June 22, 2006
From: Perry Davis
I found this nudibranch at low tide in very shallow water on flattend seagrass in Swan Bay, Victoria on the15 june 2006. It was a cloudy day and this 30 mm creature was active. Hope you can identify it for me!
Locality: seagrass beds, 200ml, Swan Bay, Bellarine Peninsula, Port Philip Bay, Victoria. Australia, tidal bay, 15 June 2006, intertidal seagrass bed. Length: 30mm. Photographer: Perry A Davis.
Davis, P.A., 2006 (Jun 22) Spurilla australis from Port Phillip Bay, Australia. [Message in] Sea Slug Forum. Australian Museum, Sydney. Available from http://www.seaslugforum.net/find/16890
This is Spurilla australis which we often think of as a warm-water, if not tropical, Australian species, but it seems to be found all around mainland Australia. Have a look at the species Fact Sheet for information on the biology of this fascinatingsolar-powered nudibranch. It is able to grow single-celled plants in its digestive system and take advantage of their ability to photosynthesise sunlight into sugars.

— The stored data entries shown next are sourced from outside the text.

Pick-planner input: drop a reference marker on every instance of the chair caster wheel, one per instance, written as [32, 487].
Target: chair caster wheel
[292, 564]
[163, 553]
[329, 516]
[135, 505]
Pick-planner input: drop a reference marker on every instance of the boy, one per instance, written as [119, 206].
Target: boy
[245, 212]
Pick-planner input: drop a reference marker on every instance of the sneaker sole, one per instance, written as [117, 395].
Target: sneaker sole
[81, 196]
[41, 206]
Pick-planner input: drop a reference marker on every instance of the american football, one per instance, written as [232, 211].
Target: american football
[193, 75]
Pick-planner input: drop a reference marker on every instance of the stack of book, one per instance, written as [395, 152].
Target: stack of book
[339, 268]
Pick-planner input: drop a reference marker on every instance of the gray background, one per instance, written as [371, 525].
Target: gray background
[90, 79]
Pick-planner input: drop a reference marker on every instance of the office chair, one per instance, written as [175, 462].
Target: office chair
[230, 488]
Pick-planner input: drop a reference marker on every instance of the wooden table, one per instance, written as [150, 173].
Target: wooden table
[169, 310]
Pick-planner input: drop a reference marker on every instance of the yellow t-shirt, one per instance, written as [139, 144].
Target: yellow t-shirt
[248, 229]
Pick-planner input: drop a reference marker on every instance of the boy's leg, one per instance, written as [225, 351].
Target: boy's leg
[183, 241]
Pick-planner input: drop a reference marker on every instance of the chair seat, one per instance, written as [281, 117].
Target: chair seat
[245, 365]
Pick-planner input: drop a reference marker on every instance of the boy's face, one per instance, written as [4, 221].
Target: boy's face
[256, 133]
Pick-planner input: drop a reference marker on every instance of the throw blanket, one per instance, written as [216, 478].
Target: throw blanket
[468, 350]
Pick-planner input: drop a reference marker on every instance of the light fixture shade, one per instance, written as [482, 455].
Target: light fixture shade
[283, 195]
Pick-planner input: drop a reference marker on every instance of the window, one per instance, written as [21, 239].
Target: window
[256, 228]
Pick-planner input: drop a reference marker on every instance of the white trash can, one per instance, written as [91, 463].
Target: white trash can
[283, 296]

In your photos you can see how this solar-powered species has modified its body to assist its 'horticultural' activities. Firstly, its cerata, which are usually cylindrical in aeolids, have become flattened and leaf-like, to provide more sunlit surfaces for the captive plants. You will also see a dark brown network inside the cerata. This network is the highly branched digestive gland, in which the plants [zooxanthellae] are nurtured. Most aeolids have just a single duct in each ceras, but in these solar-powered animals, every extra branch provides an extra place for more plants.